I think my mother lives vicariously through me. All my life she has pushed me into things that I haven’t chosen for myself including my career options which I have mostly made a mess of. I recently found out the careers she has pushed me into are things she wanted for herself as a young woman.
Recently I have got a new job and am relocating home. She insists on deciding where I should live. She spends all day on rightmove and even goes to look at flats without me. I think this is partly down to me accepting her financial support. Worryingly, she has even looked up hobbies I can take up in my new town.
Whenever I have had a boyfriend, she needs to approve them in terms of how they look, dress and if they are financially stable enough to support me. She demands information and details about our relationship and she even buys me vouchers to buy expensive lingerie. Whenever she meets anybody, however random, she tries to play matchmaker and she asks them if they know anyone to set me up with.
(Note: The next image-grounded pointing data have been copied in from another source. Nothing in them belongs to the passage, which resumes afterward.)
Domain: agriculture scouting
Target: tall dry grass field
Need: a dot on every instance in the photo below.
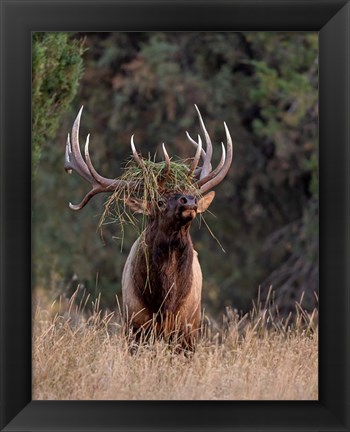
(80, 356)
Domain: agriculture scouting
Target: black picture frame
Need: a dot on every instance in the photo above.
(18, 19)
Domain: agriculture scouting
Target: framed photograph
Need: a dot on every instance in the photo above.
(291, 63)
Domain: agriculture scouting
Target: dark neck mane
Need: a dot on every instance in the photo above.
(164, 268)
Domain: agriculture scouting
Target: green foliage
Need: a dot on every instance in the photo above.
(265, 213)
(57, 66)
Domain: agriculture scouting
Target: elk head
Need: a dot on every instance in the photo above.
(179, 208)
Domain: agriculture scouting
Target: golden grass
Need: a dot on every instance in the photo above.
(76, 357)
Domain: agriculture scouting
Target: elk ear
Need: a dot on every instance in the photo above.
(138, 206)
(205, 202)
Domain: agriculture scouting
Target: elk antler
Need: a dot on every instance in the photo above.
(208, 178)
(74, 161)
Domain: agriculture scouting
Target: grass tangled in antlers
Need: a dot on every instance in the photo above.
(147, 182)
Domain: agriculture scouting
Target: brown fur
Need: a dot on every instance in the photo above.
(162, 279)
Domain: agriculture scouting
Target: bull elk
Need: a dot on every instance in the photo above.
(162, 278)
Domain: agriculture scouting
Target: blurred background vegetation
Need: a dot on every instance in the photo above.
(265, 214)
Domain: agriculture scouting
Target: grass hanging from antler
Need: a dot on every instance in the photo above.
(146, 181)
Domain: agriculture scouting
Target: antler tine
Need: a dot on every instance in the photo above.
(209, 184)
(167, 160)
(209, 148)
(196, 157)
(75, 162)
(134, 152)
(195, 143)
(213, 173)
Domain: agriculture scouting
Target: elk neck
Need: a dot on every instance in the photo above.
(164, 275)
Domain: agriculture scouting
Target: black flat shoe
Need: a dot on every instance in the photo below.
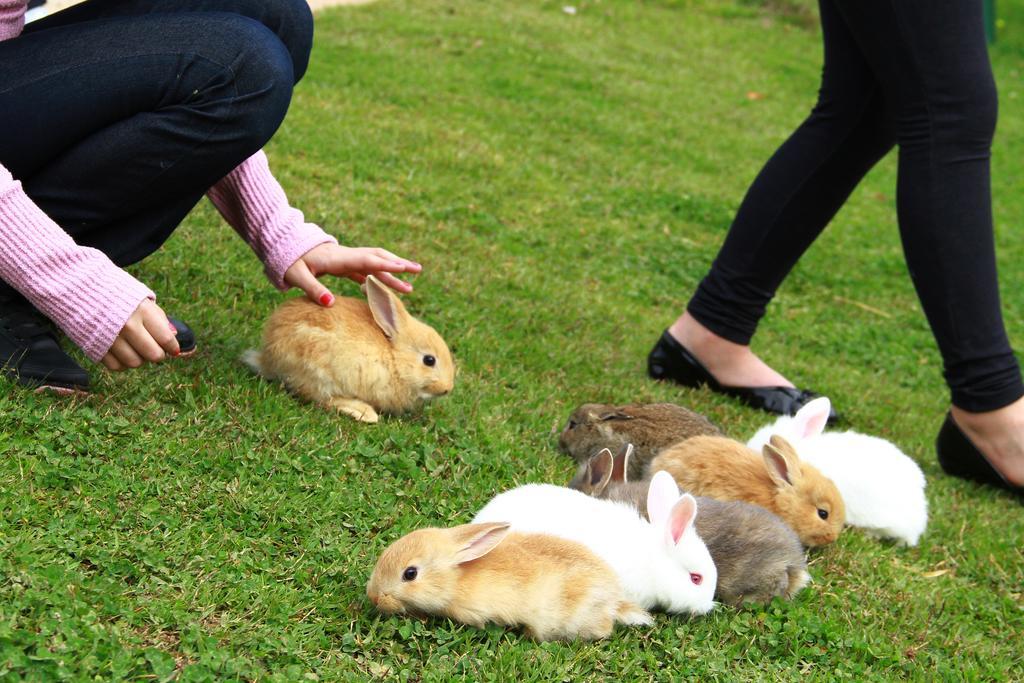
(30, 353)
(960, 458)
(184, 335)
(669, 360)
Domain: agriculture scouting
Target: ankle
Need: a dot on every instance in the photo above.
(704, 343)
(999, 435)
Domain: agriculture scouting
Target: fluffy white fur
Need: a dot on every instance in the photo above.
(882, 486)
(655, 561)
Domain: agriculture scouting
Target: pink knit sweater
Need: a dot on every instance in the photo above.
(82, 290)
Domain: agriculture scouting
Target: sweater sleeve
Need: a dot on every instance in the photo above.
(251, 200)
(11, 17)
(78, 288)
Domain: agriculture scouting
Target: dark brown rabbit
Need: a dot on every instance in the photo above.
(649, 427)
(757, 554)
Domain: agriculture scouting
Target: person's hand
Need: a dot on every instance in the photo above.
(352, 262)
(146, 337)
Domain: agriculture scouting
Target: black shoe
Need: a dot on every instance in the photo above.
(960, 458)
(669, 360)
(184, 335)
(30, 353)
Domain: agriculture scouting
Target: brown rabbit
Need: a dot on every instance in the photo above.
(649, 427)
(358, 357)
(727, 470)
(757, 554)
(474, 573)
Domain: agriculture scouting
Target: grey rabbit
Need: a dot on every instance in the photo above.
(649, 427)
(757, 554)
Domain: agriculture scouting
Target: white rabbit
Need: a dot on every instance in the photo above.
(662, 563)
(882, 486)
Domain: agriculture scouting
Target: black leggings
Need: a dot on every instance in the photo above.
(913, 73)
(119, 115)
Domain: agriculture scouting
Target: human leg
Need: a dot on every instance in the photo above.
(790, 203)
(291, 20)
(932, 60)
(117, 150)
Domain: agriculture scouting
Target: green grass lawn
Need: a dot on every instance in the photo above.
(565, 180)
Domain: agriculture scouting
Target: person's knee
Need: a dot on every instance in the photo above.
(292, 20)
(263, 72)
(973, 118)
(961, 117)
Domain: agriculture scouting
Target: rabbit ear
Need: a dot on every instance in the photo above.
(781, 461)
(599, 470)
(682, 516)
(811, 419)
(622, 463)
(662, 495)
(387, 309)
(613, 415)
(478, 540)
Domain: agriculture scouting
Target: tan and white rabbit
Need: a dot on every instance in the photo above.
(476, 573)
(662, 563)
(882, 486)
(777, 480)
(358, 357)
(649, 427)
(758, 556)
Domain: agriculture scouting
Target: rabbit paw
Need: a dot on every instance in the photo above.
(353, 407)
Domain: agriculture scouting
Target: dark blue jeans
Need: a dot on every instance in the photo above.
(914, 74)
(118, 115)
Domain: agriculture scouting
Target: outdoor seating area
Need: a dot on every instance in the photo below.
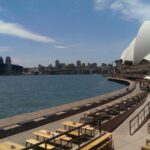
(72, 135)
(113, 110)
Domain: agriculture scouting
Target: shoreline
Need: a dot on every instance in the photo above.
(59, 109)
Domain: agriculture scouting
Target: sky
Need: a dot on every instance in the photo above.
(36, 32)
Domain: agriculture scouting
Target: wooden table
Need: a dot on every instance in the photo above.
(48, 135)
(8, 145)
(71, 124)
(43, 133)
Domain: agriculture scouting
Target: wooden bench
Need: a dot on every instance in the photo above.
(73, 133)
(97, 141)
(44, 146)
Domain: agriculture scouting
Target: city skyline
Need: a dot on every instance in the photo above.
(39, 32)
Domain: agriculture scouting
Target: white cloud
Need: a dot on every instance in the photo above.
(129, 9)
(60, 46)
(101, 4)
(5, 49)
(17, 30)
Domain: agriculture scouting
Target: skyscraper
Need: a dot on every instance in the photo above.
(8, 65)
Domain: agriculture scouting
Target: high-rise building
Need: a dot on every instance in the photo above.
(78, 63)
(1, 60)
(57, 64)
(8, 65)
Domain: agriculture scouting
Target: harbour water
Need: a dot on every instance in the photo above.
(22, 94)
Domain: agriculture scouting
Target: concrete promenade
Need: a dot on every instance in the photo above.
(21, 137)
(124, 141)
(41, 113)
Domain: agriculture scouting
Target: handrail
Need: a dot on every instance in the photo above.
(138, 121)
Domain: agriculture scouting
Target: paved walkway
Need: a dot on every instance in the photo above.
(122, 138)
(21, 137)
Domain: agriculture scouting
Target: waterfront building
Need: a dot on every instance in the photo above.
(57, 64)
(1, 60)
(78, 63)
(7, 68)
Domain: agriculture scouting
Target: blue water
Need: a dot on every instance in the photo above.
(21, 94)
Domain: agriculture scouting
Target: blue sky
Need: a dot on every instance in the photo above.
(36, 32)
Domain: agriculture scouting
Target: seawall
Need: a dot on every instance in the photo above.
(20, 123)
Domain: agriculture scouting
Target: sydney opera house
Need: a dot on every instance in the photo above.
(139, 49)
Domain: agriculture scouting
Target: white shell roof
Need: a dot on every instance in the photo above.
(139, 48)
(129, 52)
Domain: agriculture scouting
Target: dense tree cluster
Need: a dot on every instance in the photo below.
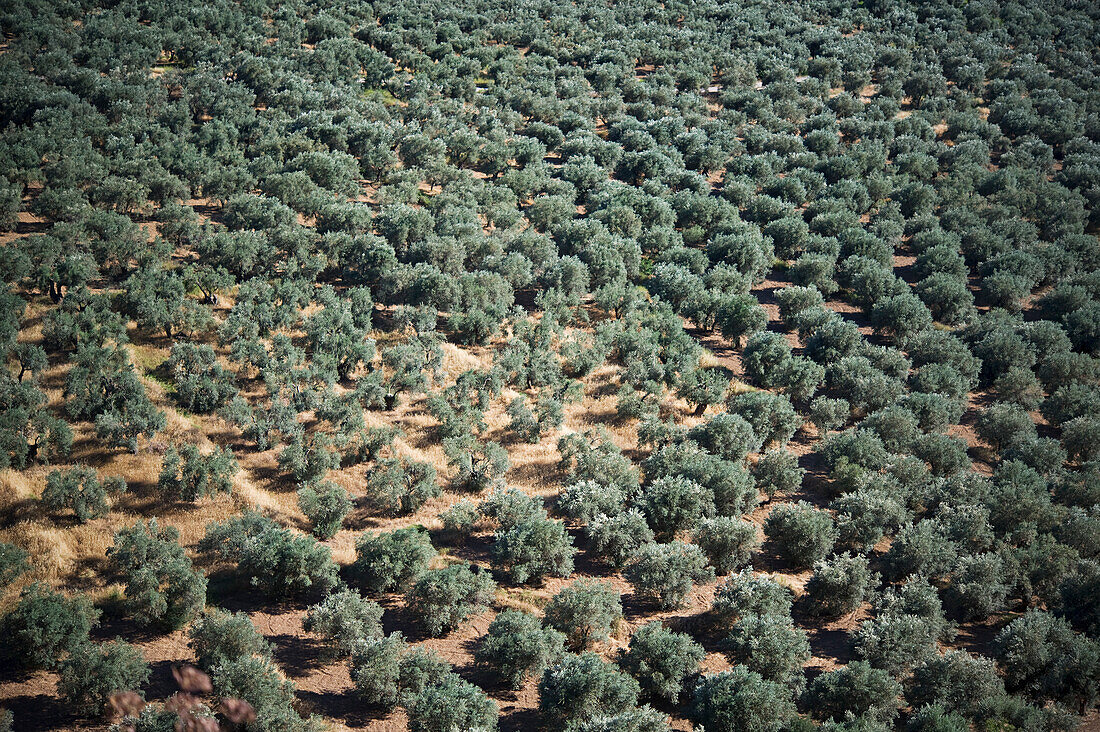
(745, 285)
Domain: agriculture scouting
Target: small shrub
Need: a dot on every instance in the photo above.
(517, 646)
(666, 572)
(586, 611)
(661, 661)
(443, 598)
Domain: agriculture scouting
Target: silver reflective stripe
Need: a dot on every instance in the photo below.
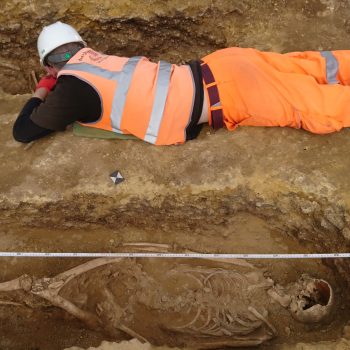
(124, 80)
(159, 102)
(332, 67)
(85, 67)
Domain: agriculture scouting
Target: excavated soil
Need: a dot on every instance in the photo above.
(255, 190)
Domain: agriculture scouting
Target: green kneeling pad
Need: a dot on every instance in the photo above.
(86, 131)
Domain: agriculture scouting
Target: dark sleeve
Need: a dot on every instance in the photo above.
(24, 130)
(193, 129)
(71, 100)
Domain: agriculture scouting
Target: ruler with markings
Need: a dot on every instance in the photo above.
(174, 255)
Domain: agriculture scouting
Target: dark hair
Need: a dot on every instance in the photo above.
(62, 54)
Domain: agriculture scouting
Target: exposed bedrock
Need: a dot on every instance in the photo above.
(175, 30)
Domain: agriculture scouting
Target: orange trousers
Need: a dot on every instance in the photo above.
(308, 90)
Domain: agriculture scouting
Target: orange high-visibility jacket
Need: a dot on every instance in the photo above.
(152, 101)
(308, 90)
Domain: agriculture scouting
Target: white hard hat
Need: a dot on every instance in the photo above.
(55, 35)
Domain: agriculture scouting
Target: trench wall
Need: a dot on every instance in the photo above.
(174, 30)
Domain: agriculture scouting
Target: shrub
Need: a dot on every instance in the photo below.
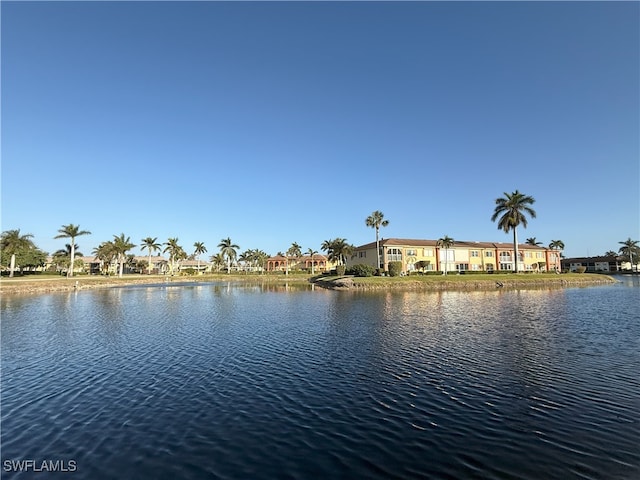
(395, 268)
(361, 270)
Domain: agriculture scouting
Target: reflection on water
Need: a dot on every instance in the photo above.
(259, 381)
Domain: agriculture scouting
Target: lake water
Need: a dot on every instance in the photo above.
(247, 382)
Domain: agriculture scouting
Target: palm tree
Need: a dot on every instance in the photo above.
(445, 242)
(556, 245)
(71, 231)
(512, 209)
(533, 242)
(311, 252)
(13, 243)
(228, 250)
(106, 253)
(121, 246)
(217, 260)
(199, 250)
(62, 257)
(630, 247)
(337, 250)
(176, 252)
(295, 251)
(152, 245)
(376, 220)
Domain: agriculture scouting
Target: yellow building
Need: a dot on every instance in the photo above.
(427, 256)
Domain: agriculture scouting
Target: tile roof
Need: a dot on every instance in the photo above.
(408, 242)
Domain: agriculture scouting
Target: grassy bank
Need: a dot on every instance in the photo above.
(43, 284)
(34, 284)
(465, 282)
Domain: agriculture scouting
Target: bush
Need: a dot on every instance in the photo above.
(395, 268)
(361, 270)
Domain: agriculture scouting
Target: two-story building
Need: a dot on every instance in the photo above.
(426, 255)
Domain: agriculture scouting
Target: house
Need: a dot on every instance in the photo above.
(199, 267)
(594, 264)
(279, 263)
(426, 256)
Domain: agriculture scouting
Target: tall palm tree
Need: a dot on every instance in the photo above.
(337, 250)
(11, 243)
(512, 209)
(376, 220)
(71, 231)
(121, 246)
(630, 247)
(311, 252)
(199, 250)
(176, 252)
(217, 260)
(445, 242)
(106, 253)
(294, 251)
(62, 257)
(152, 245)
(556, 245)
(228, 250)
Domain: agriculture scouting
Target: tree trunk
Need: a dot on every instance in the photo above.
(378, 248)
(12, 266)
(73, 258)
(515, 249)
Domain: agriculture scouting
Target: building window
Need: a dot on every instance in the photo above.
(394, 255)
(505, 257)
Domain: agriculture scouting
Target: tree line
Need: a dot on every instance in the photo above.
(19, 250)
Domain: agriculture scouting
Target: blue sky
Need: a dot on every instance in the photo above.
(274, 123)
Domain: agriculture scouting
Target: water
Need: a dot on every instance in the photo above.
(237, 382)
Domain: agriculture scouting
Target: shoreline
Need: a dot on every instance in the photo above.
(466, 285)
(35, 286)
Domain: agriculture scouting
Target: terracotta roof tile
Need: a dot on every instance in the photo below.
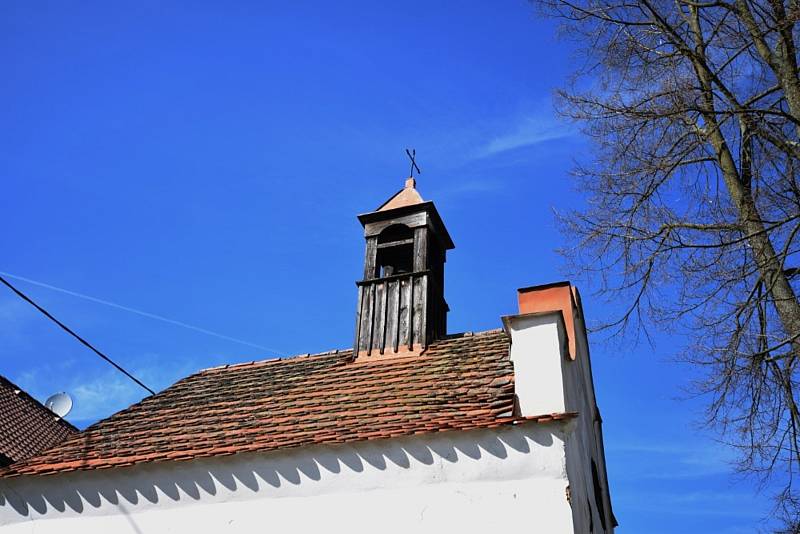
(26, 427)
(460, 382)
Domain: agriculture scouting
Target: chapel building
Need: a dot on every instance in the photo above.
(412, 429)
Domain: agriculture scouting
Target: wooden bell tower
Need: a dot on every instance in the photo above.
(401, 305)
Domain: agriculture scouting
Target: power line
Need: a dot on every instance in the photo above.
(139, 312)
(67, 329)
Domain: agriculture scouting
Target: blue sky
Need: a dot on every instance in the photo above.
(204, 162)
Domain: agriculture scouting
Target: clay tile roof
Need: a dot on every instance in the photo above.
(461, 382)
(26, 427)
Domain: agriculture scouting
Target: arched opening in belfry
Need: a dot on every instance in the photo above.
(395, 251)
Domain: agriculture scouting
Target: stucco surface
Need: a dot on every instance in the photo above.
(443, 482)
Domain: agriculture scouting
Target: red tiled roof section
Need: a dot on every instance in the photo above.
(461, 382)
(27, 427)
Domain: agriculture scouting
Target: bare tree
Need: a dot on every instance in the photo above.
(694, 213)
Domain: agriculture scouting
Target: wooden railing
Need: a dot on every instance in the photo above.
(392, 314)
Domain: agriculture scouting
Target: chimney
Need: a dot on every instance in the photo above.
(543, 343)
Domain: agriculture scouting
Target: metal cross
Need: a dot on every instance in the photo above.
(411, 155)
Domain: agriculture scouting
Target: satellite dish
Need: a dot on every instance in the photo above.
(60, 404)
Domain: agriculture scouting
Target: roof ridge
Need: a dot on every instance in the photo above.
(308, 355)
(270, 361)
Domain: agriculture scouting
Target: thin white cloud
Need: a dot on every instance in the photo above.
(530, 130)
(137, 312)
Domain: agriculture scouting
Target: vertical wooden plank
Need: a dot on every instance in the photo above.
(392, 313)
(365, 342)
(404, 326)
(356, 344)
(420, 249)
(379, 322)
(419, 311)
(370, 257)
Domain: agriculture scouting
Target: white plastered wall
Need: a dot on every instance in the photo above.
(548, 381)
(510, 479)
It causes me huge embarrassment and
humiliation but she continues to do this at every opportunity. She insists any worthy partner must have their own property and she is obsessed with me meeting and marrying a doctor. I have gotten into the habit of reporting any interaction I have with other people (friends or men I have dated) to her verbatim.
She buys me all my clothes and she also won’t let me travel on public transport because of the pandemic and insists my elderly father ferry me around everywhere. She says that some women are born to be driven, and I somewhat fear this attitude has rubbed off on me.
My brother lives his own life and my parents have withdrawn every sort of support from him as a result and treat him like a traitor.
She doesn’t do anything for herself and says I should be grateful for her self sacrifice and protection. She insists that she does all this because I have "nobody" in my life i.e a partner. She says that we are best friends. Before the pandemic she lavished me with holidays because she says I have no one else to go with, and always made a point to exclude my brother.
Unfortunately I realise I have now become very dependent on her for financial, emotional and social support through the years, but I feel this is because she has intruded in my life and I can now see no way of pushing back without causing offence or being cut off.
I have gotten into the habit of needing her approval for everything, to the extent that I don’t see myself as my own person anymore. I have very low self esteem and feel this is largely as a result of her meddling and interference in my life. How I can improve my relationship with my mother? People write about boundaries, but in my case how do I practically start to implement them? If I build them too abruptly I am worried it will be too obvious. Do you have advice for a gently gently approach? I love her dearly, but something needs to change.
I am a 42 year old woman by the way.